Re: File Converter - Architecture guidance for DOCX/XLSX support

58 views
Skip to first unread message

Jayant Saxena

unread,
Apr 18, 2026, 2:58:11 AMApr 18
to qubes-devel

Hi @marmarek @ben-grande @marmarta,


I've been working on the file converter project for GSoC 2026 and have several PRs in progress across the ecosystem:


PR #38 (pdf-converter): Added password-protected PDF support with zenity GUI prompts

PR #39 (pdf-converter): Batch conversion for multiple files

PR #463 (core-admin-client): Propagating device assign options

PR #448 (qubes-manager): Template manager crash fixes

I've studied the codebase and the lessons from PR #9, and I want to ask for guidance on the architecture before implementing broader file format support.


Key Questions:


Format Scope: Should the initial GSoC work focus on Office documents (DOCX, ODT, XLSX, PPTX) and exclude audio/video? I understand FFmpeg's attack surface is very large.

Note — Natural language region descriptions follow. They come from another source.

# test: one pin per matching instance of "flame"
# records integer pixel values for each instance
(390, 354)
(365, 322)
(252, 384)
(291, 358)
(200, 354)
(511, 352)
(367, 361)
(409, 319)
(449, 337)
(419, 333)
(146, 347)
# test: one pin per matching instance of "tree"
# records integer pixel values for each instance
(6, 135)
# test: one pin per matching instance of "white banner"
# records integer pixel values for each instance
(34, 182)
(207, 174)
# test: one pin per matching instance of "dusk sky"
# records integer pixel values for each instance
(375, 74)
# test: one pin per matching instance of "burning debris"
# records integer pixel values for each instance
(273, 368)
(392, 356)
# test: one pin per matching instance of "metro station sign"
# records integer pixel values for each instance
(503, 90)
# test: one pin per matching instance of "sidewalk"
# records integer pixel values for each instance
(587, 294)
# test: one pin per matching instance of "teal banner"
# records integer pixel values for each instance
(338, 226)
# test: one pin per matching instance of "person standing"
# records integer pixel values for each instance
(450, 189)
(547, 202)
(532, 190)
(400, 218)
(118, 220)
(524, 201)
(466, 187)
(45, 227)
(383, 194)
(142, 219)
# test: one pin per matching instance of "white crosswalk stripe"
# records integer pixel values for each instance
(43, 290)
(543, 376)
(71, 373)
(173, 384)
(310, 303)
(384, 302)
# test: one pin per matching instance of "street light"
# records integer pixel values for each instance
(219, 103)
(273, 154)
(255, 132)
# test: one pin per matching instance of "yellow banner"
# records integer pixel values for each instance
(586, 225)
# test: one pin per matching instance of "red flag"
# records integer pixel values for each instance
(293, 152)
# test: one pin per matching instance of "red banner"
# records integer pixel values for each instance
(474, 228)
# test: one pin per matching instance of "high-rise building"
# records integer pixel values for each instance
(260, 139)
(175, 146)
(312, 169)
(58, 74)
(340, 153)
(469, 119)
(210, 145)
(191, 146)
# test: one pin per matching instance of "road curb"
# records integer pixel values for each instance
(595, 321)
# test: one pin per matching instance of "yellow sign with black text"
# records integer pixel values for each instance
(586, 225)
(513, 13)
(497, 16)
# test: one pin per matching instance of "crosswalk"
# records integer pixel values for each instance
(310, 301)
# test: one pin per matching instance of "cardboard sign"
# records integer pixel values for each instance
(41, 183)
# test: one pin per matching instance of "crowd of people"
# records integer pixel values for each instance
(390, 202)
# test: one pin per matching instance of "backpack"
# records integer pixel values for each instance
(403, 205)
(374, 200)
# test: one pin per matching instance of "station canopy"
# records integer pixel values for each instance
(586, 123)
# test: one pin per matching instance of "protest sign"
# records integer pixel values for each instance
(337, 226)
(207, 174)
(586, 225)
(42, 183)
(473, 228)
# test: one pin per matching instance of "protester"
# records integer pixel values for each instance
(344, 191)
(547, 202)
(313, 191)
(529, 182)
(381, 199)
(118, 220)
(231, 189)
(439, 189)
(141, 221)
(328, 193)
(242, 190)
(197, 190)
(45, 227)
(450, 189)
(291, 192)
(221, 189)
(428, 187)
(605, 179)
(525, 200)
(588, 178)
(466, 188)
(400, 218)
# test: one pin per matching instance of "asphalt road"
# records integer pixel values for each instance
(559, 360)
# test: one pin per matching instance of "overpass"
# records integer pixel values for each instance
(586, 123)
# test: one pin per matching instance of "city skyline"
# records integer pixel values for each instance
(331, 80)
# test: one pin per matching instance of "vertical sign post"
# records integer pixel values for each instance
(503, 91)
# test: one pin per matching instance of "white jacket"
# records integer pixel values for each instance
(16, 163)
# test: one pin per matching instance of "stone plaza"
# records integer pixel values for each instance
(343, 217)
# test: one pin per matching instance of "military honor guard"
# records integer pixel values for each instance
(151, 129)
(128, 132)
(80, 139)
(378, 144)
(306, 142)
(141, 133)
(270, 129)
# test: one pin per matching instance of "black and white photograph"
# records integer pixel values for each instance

qrexec Protocol Design: For handling multiple formats with different options (passwords, sheet selection, resolution), what's the preferred approach?


Extend the current protocol with a format header: --format=docx --password=X\n[data]

Create a new service: qubes.FileConvert

Keep format-specific services separate?

PR #9 was criticized for using "raw sockets"—what approach would you prefer?


Output Standardization: Should all formats (DOCX, XLSX, PPTX) convert to PDF via the existing bitmap pipeline, or preserve format?


File Manager Integration: Should the Nautilus extension use magic bytes for format detection (not extension), and return non-zero for unsupported formats?


What should I read? Beyond the original Qubes PDF converter blog post, are there specific security papers or design docs on file conversion risks I should study?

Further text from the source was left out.